Subarray Sum to the given target value

Question: check if there is a subarray sum equals to the given target.

This question should ask for clarifications. Whether the inputs are all positive, or it has negative numbers.

1: If all the numbers are positive, we can just use two pointers way:

bool checkSubarraySum(vector<int>& array, int target) {
  int sum = 0;
  int i = 0, j = 0;
  while(i < array.size()) {
    sum += array[i];
    while(j < i && sum > target) {
      sum -= array[j];
      j++;
    }
    if(target == sum) return true;
    i++;
  }
  return false;
}

2: if there is any negative numbers, can't use this way anymore, instead, we need to dynamic programming idea.
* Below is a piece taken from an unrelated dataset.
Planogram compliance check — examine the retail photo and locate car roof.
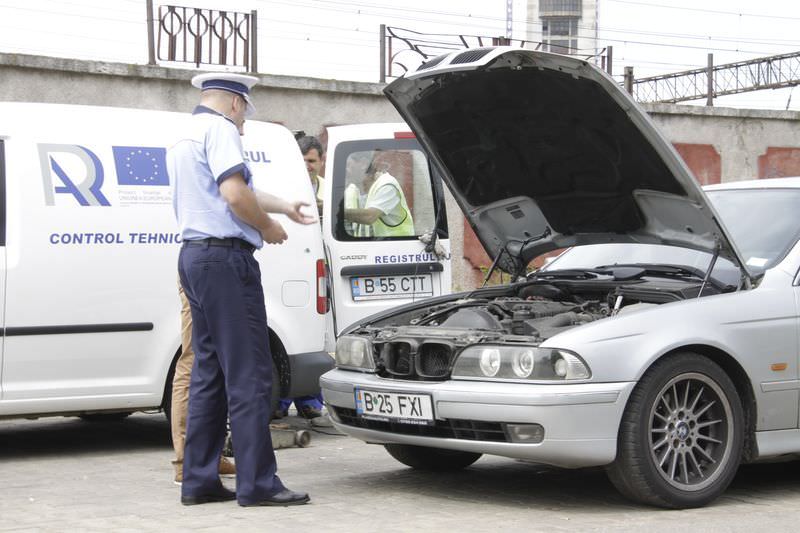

bool checkSubarraySumWithNegative(vector<int>& array, int target) {
  for(int i = 1; i < array.size(); ++i) {
    array[i] += array[i-1];
  }
  set<int> sums;
  sums.insert(0);
  for(int i = 0; i < array.size(); ++i) {
    if(sums.count(target - array[i])) return true;
    sums.insert(array[i]);
  }
  return false;
}

It can be further extended into a 2d array.

// now, extend it to a 2d array. check if there is any rectangle that sums to a given target.
bool checkMatrix(vector< vector<int> >& matrix, int target) {
  for(int i = 1; i < matrix.size(); ++i) {
    matrix[i][0] += matrix[i-1][0];
  }
  for(int j = 1; j < matrix[0].size(); ++j) {
    matrix[0][j] += matrix[0][j-1];
  }
  for(int i = 1; i < matrix.size(); ++i) {
    for(int j = 1; j < matrix[0].size(); ++j) {
      matrix[i][j] += matrix[i-1][j] + matrix[i][j-1] - matrix[i-1][j-1];
    }
  }
  set<int> data; data.insert(0);
  for(int i = 0; i < matrix.size(); ++i) {
    for(int j = 0; j < matrix[0].size(); ++j) {
      if(data.count(target - matrix[i][j])) return true;
      data.insert(matrix[i][j]);
    }
  }
  return false;
}

One more variation:

Given an array of random integers, find subarray such that sum of elements in the element is divisible by K.

Suppse we have an array A[i] + A[i+1] + A[i+2].... =A[j] = target % k == 0

That is to say, (A[0] + A[1] + ... A[i-1]) % k = (A[0] + A[1] + A[2] .... A[j]) % k. We can use hash table to solve it as question 2.